Hakkında “organize suç örgütü yöneticisi ve üyesi olmak” suçlamasıyla soruşturma başlatılan Sedat Peker, ‘Her günahın bir intikam meleği olur’ başlığını taşıyan 5. videosunu yayınladı.
“Derin Mehmet, arkadaşlar, orada mısınız? Temiz Süleyman, sen de orada mısın? Namusu maaşı kadar olan gazeteciler, siz de orada mısınız? Onurlulara lafımız yok. Çakma solcular, siz de orada mısınız? İyi olanlara sözümü yok. Yoklamayı yaptık, beşinci videoya başlamakta bir sakınca yok” diyerek videoya başlayan Sedat Peker şunları söyledi:
‘BEN AKLIMI TATİLE ÇIKARDIM AMA ZEKAM DEVAM EDİYOR’
“Memduh Bayraktaroğlu diye çok sevdiğim bir abim var. Bu konularla ilgili yapmış olduğu yorumları televizyonda izleme imkanım oldu. Demiş ki, ‘Sedat Peker’i Soylu yanlış yönlendirdi, Mehmet Ağar’ı da yanlış yönlendirdi. Sadece Berat Bey’i değil.’ Ben kendisiyle aynı şeyi düşünmüyorum. Memduh abi, öncelikle zekamla ilgili söylediklerinizden dolayı teşekkür ederim.
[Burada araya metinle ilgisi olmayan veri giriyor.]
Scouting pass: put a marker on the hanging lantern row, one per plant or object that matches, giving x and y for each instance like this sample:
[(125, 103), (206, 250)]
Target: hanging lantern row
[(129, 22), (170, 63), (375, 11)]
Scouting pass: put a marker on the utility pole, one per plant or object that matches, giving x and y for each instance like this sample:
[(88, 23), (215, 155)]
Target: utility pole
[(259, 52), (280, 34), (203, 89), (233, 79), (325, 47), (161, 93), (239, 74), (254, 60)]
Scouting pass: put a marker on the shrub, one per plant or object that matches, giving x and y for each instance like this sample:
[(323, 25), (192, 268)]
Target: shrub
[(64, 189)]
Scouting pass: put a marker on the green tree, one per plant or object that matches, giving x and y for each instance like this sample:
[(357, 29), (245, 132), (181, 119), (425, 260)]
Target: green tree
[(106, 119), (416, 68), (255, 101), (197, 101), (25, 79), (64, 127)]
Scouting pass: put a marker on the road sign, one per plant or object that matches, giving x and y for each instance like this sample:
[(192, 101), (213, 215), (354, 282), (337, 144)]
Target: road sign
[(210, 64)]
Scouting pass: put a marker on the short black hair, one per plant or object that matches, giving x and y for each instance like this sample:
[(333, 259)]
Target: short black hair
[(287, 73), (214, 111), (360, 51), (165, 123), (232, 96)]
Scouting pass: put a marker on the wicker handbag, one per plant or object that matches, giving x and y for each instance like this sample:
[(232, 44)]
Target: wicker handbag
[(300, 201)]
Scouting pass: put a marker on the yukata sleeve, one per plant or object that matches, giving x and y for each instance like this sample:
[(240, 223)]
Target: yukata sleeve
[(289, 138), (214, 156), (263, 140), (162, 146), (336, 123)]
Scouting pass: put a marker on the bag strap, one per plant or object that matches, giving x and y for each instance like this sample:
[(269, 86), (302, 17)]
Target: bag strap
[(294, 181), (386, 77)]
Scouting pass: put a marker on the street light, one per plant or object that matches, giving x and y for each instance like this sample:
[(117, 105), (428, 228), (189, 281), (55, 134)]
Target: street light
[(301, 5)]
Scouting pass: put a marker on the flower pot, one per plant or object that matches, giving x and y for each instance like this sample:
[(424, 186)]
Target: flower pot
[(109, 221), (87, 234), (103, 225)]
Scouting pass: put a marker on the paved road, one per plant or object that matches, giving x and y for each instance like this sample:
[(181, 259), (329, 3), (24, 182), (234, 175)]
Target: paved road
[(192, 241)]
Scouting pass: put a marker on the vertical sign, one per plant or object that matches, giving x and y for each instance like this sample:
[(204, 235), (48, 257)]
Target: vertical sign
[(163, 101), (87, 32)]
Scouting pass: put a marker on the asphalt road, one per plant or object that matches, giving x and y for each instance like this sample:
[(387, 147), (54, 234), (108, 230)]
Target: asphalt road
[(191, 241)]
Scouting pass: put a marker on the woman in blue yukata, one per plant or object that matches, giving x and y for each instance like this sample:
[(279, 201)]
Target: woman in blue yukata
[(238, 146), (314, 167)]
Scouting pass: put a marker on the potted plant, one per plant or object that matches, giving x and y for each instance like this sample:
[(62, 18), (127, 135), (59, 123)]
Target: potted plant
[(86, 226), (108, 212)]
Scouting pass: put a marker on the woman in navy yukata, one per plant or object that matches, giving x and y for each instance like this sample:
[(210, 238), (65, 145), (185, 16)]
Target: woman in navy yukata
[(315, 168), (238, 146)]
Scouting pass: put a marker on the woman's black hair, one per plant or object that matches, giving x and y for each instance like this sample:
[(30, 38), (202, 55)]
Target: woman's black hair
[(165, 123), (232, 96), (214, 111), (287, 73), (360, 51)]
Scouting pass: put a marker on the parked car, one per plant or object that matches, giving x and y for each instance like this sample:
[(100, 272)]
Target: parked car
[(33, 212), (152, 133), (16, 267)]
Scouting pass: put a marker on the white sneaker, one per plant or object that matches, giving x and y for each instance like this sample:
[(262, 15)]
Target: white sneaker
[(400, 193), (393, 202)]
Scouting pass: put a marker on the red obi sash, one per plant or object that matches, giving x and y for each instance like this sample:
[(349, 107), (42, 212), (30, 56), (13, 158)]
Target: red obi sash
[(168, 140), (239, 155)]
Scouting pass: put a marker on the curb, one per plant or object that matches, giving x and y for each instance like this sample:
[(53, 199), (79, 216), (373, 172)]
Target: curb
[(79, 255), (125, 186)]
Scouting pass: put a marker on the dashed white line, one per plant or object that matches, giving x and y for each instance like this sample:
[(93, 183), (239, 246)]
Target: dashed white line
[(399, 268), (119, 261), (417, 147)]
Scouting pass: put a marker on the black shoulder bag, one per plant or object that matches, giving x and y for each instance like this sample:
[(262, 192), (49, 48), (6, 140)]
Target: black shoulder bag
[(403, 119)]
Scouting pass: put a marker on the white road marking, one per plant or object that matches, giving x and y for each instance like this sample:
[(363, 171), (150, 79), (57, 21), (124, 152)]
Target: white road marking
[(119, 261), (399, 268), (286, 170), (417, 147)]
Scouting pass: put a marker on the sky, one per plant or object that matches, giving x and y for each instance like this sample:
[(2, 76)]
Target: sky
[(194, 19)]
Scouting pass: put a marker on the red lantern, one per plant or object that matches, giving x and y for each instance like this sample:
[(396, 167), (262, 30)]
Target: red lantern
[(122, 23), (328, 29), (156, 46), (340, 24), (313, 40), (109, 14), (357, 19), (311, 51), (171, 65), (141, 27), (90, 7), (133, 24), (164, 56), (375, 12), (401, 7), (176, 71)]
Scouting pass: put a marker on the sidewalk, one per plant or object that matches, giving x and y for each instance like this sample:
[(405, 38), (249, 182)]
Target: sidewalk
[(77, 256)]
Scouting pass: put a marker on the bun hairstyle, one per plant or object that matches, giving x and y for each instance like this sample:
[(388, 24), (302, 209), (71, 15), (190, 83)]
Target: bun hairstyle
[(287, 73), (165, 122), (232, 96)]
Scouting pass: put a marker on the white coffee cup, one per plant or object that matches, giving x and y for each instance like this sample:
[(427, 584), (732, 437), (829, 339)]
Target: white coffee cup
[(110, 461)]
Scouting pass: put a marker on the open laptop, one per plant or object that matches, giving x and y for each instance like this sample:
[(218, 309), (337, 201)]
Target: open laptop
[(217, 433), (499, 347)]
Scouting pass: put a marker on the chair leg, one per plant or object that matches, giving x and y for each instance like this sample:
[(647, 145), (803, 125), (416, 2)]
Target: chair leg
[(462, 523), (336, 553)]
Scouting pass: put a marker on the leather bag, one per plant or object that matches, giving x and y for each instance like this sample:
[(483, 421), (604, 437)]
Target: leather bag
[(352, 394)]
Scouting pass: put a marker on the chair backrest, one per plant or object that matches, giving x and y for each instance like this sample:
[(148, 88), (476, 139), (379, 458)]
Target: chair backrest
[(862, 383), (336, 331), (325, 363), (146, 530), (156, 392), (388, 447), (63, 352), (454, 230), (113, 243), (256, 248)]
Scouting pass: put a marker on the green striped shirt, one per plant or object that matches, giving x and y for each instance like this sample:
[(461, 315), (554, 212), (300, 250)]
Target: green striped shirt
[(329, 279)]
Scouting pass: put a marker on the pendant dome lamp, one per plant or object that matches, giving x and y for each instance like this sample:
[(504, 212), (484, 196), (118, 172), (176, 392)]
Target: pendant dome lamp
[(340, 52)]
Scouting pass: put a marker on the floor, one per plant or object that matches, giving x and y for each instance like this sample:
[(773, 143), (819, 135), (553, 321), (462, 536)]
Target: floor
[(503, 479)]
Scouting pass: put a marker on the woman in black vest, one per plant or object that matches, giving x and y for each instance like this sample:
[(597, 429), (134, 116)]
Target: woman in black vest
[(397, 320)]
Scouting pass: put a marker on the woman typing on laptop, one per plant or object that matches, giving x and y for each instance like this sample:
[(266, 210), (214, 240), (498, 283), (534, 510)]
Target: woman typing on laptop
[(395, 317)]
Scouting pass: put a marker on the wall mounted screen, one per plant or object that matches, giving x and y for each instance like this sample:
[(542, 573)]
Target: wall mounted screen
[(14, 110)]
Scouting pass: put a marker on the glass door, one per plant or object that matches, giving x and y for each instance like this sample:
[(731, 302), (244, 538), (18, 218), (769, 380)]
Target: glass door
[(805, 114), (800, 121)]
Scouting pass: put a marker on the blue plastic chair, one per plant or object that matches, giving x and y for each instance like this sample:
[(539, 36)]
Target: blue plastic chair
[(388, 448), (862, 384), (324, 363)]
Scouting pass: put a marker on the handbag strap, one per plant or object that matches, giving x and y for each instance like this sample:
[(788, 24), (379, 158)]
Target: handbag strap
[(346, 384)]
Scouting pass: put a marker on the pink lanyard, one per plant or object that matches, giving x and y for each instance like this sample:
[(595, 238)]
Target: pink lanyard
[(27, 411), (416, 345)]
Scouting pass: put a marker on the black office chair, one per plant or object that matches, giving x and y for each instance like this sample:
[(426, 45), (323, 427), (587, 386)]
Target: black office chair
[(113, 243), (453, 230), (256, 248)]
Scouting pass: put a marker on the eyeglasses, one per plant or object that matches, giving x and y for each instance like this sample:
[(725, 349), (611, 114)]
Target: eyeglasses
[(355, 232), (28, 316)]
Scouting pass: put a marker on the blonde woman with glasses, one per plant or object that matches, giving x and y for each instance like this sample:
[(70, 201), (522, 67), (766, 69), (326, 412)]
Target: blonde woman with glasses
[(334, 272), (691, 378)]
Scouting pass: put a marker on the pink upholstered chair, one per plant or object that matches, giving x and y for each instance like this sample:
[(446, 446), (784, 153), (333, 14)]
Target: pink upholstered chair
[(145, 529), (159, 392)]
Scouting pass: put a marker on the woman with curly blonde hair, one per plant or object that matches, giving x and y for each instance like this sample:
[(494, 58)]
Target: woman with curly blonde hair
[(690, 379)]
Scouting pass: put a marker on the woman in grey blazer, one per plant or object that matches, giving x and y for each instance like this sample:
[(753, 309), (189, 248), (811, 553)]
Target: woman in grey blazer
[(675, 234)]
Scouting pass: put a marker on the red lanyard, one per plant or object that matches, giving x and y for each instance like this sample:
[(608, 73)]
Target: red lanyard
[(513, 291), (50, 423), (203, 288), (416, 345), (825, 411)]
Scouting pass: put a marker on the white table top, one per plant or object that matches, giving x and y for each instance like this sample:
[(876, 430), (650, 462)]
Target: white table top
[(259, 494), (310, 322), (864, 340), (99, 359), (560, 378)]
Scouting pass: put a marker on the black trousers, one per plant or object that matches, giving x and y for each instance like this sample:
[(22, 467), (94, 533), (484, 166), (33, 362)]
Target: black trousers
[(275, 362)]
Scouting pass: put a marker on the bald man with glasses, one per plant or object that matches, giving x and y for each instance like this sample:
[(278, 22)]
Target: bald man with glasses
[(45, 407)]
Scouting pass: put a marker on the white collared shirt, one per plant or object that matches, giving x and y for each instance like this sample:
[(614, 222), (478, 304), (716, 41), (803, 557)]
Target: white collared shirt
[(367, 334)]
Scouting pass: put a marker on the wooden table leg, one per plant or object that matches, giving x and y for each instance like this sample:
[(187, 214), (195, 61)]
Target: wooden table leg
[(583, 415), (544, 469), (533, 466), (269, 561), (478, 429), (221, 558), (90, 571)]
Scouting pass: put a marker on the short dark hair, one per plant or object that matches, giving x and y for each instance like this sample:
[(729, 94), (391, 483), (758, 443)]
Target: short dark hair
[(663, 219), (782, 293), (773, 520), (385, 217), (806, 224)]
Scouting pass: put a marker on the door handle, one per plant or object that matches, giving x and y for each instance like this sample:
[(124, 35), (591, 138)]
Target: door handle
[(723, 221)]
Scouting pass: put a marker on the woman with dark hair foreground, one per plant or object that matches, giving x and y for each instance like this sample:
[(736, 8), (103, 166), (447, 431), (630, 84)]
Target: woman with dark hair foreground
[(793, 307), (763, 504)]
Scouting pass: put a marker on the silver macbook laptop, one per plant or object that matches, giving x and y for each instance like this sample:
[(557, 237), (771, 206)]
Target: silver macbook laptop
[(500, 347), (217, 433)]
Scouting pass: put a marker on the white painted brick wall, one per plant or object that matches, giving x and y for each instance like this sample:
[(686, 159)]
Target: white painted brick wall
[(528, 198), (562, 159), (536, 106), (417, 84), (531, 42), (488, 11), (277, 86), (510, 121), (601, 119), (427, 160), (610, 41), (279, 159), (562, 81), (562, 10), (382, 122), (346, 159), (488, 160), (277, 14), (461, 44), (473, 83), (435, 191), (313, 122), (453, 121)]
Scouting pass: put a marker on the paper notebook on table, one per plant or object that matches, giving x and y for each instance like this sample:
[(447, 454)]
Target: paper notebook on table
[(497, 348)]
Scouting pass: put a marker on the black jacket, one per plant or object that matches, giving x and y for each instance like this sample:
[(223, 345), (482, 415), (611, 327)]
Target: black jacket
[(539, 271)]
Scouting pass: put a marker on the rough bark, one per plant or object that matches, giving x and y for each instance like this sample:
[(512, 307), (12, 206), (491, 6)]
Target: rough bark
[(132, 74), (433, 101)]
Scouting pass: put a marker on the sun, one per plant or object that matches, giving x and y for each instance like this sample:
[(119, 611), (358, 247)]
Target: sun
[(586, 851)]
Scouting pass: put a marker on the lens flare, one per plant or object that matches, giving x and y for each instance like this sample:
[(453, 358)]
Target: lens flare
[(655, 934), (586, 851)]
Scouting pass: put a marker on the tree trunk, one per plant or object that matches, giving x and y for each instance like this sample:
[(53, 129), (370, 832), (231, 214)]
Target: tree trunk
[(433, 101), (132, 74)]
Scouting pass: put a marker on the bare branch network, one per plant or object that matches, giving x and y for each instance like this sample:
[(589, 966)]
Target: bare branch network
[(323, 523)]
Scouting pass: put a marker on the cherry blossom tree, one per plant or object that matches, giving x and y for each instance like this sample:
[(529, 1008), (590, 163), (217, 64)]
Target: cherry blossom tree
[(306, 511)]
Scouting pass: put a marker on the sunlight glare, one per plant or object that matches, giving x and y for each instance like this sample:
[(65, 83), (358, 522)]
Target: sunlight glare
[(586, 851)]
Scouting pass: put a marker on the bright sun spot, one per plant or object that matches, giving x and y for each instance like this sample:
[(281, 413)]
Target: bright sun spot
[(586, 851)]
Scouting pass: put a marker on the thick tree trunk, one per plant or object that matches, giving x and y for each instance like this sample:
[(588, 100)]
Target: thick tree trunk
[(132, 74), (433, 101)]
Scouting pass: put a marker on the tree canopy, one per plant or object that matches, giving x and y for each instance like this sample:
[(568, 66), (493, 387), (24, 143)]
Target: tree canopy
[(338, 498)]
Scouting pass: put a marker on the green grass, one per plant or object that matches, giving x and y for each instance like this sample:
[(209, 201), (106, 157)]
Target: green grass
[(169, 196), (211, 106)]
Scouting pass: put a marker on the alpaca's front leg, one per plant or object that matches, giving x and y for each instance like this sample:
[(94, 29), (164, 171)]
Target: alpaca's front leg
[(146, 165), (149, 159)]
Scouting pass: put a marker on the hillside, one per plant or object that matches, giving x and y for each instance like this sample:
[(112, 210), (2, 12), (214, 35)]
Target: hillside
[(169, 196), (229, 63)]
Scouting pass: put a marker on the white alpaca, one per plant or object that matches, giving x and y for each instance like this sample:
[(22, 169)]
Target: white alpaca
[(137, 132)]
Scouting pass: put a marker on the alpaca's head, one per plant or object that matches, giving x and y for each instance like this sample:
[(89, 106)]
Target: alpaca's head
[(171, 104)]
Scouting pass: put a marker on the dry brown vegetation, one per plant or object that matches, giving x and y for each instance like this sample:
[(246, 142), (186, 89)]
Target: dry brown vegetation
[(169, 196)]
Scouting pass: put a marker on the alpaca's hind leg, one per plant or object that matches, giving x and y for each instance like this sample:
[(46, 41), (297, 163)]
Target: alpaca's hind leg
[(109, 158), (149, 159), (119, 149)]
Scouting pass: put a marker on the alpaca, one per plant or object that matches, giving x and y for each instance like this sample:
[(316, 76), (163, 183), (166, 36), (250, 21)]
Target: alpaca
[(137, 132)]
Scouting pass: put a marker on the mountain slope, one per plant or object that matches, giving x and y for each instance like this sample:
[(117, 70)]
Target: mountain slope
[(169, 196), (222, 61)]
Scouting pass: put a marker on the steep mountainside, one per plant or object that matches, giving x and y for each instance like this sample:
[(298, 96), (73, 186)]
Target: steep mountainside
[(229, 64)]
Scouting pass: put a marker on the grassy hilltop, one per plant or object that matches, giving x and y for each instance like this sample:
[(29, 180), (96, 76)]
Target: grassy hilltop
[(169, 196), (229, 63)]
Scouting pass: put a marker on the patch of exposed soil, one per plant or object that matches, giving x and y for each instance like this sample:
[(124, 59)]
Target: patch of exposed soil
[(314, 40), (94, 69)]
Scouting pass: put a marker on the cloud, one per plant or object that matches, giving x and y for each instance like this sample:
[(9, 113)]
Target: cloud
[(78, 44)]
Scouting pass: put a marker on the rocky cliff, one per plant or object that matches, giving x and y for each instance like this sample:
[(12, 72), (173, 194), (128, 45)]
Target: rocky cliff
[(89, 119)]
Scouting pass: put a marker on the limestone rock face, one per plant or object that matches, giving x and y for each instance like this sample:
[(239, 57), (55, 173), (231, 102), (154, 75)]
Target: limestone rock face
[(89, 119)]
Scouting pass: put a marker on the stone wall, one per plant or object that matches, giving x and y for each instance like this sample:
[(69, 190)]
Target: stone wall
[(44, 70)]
Hatırlarsanız, sizin evde otururken Tansu Hanım başbakandı. Özer abiyle sizin evde buluşmuştuk. Oradaki görüşmemizde Özer Bey benim yaşımı sormuştu. Ben de söyleyince ‘Sen benim oğlumdan daha küçüksün’ demişti. ‘Benim oğlum Etiler’de kız peşinde koşuyor, sen bu yaşta ülkenin kaderiyle ilgili konuları konuşuyorsun’ demişti. Abi bu kardeşin, aynı kardeşin. Ben aklımı tatile çıkardım ama zekam devam ediyor.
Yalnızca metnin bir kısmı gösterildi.